Even more importantly, it's not even a simple probability of death, or a fraction of a cause, or any simple one-dimensional aspect. Even if you can simplify things down to an "arrow", the label isn't a scalar number. At a bare minimum, it's a vector, just like embeddings in LLMs are!

Even more importantly, the endpoints of each such causative arrow are also complex, fuzzy things, and are best represented as vectors. I.e.: diseases aren't just simple labels like "Influenza". There's thousands of ever-changing variants of just the Flu out there!

A proper representation of a "disease" would be a vector also, which would likely have interesting correlations with the specific genome of the causative agent. [1]

Next thing is that you want to consider the "vector product" between the disease and the thing it infected to cater for susceptibility, previous immunity, etc...

A hop, skip, and a small step and you have... Transformers, as seen in large language models. This is why they work so well, because they encode the complex nuances of reality in a high-dimensional probabilistic causal framework that they can use to process information, answer questions, etc...

Trying to manually encode a modern LLM's embeddings and weights (about a terabyte!) is futile beyond belief. But that's what it would take to make a useful "classical logic" model that could have practical applications.

Notably, expert systems, which use this kind of approach were worked on for decades and were almost total failures in the wider market because they were mostly useless.

[1] Not all diseases are caused by biological agents! That's a whole other rabbit hole to go down.

That was very well said.

One quibble, and really mean only one:

> a high-dimensional probabilistic causal framework

Deep learning models aka neural network type models, are not probabilistic frameworks. While we can measure on the outside a probability of correct answers across the whole training set, or any data set, there is no probabilistic model.

Like a Pachinko game, you can measure statistics about it, but the game itself is topological. As you point out very clearly, these models perform topological transforms, not probabilistic estimations.

This becomes clear when you test them with different subsets of data. It quickly becomes apparent that the probabilities of the training set are only that. Probabilities of the exact training set only. There is no probabilistic carry over to any subset, or for generalization to any new values.

They are estimators, approximators, function/relationship fitters, etc. In contrast to symbolic, hard numerical or logical models. But they are not probabilistic models.

Even when trained to minimize a probabilistic performance function, their internal need to represent things topologically creates a profoundly "opinionated" form of solution, as apposed to being unbiased with respect to the probability measure. The measure never gets internalized.

What’s the relationship between what you’re saying and the concepts of “temperature” and “stochasticity”? The model won’t give me the same answer every time.

You are just adding random behavior to the system to create variation in response.

Random behavior in inputs, or in operations, results in random behavior in the outputs. But there is no statistical expression or characterization that can predict the distribution of one from the other.

You can't say, I want this much distribution in the outputs, so I will add this much distribution to the inputs, weights or other operational details.

Even if you create an exhaustive profile of "temperature" and output distributions across the training set, it will only be true for exactly that training set, on exactly that model, for exactly those random conditions. And will vary significantly and unpredictably across subsets of that data, or new data, and different random numbers injected (even with the same random distribution!).

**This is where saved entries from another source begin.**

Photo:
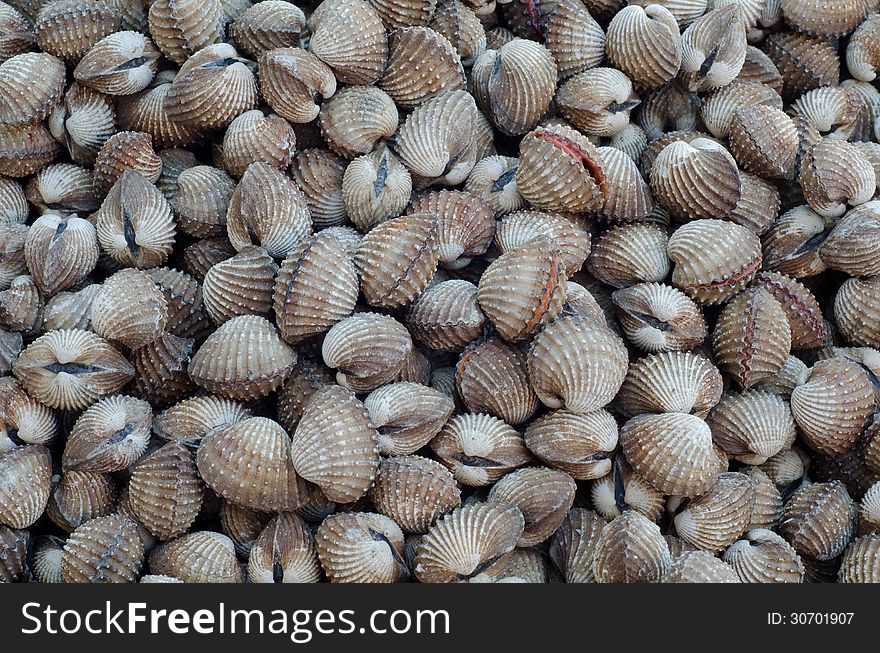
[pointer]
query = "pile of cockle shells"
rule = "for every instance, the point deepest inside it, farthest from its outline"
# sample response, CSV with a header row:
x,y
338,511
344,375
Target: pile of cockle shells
x,y
439,291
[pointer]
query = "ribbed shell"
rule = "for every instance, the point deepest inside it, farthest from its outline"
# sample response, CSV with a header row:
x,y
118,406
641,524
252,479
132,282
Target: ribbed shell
x,y
165,492
335,445
671,451
576,364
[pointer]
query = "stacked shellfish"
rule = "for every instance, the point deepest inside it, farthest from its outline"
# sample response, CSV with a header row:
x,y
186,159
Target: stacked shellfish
x,y
372,291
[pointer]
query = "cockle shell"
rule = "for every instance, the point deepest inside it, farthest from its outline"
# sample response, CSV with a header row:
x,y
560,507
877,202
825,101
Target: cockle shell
x,y
670,382
130,309
630,549
514,85
200,557
832,405
579,383
291,80
25,485
345,469
103,550
461,543
523,289
71,369
243,359
713,259
671,451
316,286
360,547
183,27
31,84
819,520
284,552
368,349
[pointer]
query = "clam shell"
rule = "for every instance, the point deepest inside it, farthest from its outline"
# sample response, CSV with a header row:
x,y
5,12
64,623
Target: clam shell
x,y
335,445
580,383
479,449
671,451
71,369
103,550
361,547
243,359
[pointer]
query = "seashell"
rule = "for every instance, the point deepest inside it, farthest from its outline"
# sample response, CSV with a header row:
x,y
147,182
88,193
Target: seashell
x,y
493,180
31,85
200,557
699,567
109,436
461,543
656,317
103,550
241,285
832,405
211,88
862,54
160,369
465,225
345,471
254,137
60,251
422,64
243,359
762,556
414,491
375,187
630,549
446,316
368,349
670,382
671,451
361,57
578,444
560,170
715,520
397,258
361,547
319,175
147,112
437,141
581,383
267,26
80,497
71,369
25,149
805,62
835,174
190,420
248,464
630,254
25,486
710,279
697,179
713,48
122,63
267,209
523,289
183,27
69,28
356,119
515,84
573,545
316,287
284,552
819,520
291,80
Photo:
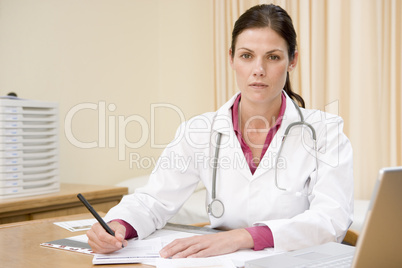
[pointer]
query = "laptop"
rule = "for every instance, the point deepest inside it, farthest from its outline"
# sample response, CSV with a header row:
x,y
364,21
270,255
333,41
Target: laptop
x,y
379,244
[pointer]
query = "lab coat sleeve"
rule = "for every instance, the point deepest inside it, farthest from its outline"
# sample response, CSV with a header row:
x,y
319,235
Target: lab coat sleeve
x,y
170,185
331,203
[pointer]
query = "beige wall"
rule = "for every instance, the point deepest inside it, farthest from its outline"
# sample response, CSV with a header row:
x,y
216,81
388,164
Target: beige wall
x,y
99,55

Statistics are a very specific way to represent a very narrow kind of variation, or for a system to produce variation. But lots of systems with variation, such as complex chaotic systems, or complex nonlinear systems (as in neural models!) can defy robust or meaningful statistical representations or analysis.

(Another way to put this, is you can measure logical properties about any system. Such as if an output is greater than some threshold, or if two outputs are equal. The logical measurements can be useful, but that doesn't mean it is a logical system.

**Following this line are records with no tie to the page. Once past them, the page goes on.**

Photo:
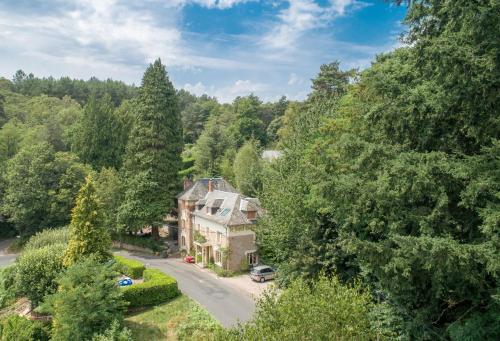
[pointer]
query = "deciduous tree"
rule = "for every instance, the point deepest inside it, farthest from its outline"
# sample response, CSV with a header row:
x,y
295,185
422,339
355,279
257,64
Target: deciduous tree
x,y
88,235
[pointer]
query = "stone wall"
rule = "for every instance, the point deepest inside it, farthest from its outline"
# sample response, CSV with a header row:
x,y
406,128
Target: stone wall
x,y
239,244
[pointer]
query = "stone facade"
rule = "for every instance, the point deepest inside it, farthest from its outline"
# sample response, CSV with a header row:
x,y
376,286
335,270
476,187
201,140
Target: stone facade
x,y
207,230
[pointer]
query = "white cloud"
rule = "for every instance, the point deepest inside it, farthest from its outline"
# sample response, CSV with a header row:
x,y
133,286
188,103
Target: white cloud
x,y
220,4
294,79
197,89
226,94
302,16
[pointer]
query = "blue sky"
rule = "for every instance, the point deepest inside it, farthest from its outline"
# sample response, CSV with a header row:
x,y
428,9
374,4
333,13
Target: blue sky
x,y
225,48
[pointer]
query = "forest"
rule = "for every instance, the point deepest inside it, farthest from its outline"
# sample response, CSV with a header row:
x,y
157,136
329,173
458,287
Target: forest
x,y
387,191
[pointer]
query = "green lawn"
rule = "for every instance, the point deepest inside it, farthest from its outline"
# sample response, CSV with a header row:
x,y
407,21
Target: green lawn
x,y
179,319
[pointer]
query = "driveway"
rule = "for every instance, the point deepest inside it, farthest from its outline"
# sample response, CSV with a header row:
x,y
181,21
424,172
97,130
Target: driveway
x,y
6,258
225,302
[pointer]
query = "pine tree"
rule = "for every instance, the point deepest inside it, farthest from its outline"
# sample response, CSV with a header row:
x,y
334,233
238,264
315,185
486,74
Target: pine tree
x,y
88,234
153,156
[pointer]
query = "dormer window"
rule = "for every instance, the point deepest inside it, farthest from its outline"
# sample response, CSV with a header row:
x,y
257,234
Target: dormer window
x,y
251,215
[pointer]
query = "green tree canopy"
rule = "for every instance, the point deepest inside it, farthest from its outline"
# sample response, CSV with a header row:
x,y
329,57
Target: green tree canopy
x,y
321,310
41,187
87,301
153,156
88,235
97,137
248,169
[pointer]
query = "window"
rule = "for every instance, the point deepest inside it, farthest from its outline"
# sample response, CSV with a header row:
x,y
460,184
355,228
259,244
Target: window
x,y
252,258
218,257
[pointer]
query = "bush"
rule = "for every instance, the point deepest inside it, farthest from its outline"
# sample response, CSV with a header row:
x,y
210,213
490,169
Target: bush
x,y
7,289
323,309
130,267
17,328
48,237
157,288
86,302
146,242
114,333
36,272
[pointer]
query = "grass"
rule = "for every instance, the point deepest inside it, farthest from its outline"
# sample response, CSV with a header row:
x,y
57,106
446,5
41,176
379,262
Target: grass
x,y
179,319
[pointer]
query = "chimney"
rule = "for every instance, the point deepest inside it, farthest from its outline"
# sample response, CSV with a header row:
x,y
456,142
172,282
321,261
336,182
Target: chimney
x,y
187,183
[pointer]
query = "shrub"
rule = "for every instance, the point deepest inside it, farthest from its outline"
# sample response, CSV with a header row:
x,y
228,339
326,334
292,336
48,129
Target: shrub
x,y
322,309
17,328
87,301
157,288
48,237
7,282
198,325
130,267
36,272
114,333
146,242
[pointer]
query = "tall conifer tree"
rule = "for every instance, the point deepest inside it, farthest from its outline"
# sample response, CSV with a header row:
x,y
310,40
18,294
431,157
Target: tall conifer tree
x,y
153,156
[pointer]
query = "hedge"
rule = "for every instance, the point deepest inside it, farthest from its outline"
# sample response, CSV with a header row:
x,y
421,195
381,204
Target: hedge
x,y
157,288
16,327
130,267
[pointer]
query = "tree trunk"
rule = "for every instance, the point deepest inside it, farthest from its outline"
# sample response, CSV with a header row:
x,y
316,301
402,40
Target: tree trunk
x,y
155,232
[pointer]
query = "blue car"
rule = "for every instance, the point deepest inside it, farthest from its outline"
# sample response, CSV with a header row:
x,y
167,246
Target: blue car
x,y
125,282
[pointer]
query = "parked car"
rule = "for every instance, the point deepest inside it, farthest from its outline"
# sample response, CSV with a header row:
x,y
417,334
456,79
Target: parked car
x,y
262,273
125,282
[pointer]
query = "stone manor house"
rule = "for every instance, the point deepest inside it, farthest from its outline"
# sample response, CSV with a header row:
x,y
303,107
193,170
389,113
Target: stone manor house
x,y
216,223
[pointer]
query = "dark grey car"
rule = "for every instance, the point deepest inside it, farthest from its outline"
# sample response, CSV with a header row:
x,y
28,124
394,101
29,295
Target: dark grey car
x,y
262,273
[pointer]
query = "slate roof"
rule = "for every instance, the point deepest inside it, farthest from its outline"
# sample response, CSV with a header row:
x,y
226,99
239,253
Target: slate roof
x,y
232,209
200,188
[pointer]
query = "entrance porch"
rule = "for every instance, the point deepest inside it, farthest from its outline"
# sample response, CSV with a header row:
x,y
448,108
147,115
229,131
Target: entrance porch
x,y
203,254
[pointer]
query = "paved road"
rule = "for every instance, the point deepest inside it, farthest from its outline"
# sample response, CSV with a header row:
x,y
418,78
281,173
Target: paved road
x,y
6,259
225,303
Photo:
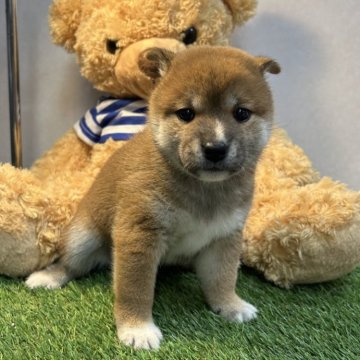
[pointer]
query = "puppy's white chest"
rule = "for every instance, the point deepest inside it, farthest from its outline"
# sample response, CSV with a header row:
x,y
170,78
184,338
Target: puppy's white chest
x,y
188,235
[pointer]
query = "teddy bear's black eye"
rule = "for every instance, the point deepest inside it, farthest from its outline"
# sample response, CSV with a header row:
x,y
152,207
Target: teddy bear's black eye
x,y
189,36
242,114
185,114
111,46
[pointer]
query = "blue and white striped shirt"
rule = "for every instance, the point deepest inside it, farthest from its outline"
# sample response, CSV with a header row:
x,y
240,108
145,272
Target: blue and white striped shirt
x,y
117,119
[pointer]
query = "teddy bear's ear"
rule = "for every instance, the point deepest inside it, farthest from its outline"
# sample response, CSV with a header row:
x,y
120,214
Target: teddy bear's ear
x,y
155,62
242,10
64,19
268,65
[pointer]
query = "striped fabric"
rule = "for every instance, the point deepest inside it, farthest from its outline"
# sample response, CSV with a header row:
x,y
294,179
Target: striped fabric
x,y
118,119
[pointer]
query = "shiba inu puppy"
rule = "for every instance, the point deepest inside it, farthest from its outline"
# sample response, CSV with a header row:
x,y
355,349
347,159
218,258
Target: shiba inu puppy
x,y
179,191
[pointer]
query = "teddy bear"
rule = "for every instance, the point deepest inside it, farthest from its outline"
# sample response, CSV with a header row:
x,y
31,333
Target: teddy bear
x,y
301,229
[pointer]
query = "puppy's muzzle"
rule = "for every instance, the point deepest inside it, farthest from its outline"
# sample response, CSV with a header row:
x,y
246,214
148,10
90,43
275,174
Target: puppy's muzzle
x,y
215,152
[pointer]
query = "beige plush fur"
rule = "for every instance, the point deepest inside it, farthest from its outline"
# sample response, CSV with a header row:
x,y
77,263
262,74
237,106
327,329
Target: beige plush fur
x,y
302,229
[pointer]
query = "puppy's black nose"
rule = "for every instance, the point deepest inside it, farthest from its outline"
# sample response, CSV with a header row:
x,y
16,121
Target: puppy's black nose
x,y
215,152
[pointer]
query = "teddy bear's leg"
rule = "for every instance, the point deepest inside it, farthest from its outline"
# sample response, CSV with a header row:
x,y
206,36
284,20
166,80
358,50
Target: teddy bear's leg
x,y
304,235
21,199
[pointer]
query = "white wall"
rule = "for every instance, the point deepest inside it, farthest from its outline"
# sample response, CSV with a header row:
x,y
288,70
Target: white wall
x,y
317,95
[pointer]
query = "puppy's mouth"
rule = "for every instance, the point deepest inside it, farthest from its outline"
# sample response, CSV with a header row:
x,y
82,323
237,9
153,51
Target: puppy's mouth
x,y
212,172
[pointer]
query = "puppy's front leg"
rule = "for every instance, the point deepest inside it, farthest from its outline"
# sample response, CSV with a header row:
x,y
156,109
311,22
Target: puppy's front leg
x,y
137,252
217,267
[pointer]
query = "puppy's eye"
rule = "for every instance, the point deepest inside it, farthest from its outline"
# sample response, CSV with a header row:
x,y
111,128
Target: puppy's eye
x,y
242,114
189,36
186,114
112,46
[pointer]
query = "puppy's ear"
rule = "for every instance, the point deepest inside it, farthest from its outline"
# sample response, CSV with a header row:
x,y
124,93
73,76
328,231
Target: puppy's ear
x,y
268,65
155,62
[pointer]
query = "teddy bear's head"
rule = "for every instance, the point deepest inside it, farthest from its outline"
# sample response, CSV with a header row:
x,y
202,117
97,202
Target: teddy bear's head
x,y
108,35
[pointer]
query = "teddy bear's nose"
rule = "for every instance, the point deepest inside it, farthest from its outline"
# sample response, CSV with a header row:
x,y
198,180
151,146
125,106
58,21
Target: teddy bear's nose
x,y
215,152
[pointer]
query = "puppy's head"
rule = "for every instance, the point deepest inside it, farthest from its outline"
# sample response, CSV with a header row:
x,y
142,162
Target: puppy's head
x,y
211,111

Any system with any kind of variation can have potentially useful statistical type measurements done on it. Any deterministic system can have randomness injected to create randomly varying output. But neither of those situations and measurements makes the system a statistically based system.)

The probability distribution that the model outputs is deterministic. The decoding method that uses that distribution to decide what next token to emit may or may not be deterministic. If we decide to define the decoding method as part of "the model", then I guess the model is probabilistic.

It's also worth noting that the parameters (weights and biases) of the model are random variables, technically speaking, and this can be considered probabilistic in nature. The parameter estimates themselves are not random variables, to state the obvious. The estimates are simply numbers.

[deleted]
[deleted]

You're losing interpretability and scrutability, but gaining detail and expressiveness. You have no way to estimate the vectors in a causal framework, all known methods are correlational. You have no clean way to map the vectors to human concepts. Vectors are themselves extremely compressed representations, there is no clear threshold beyond which a representation becomes "proper".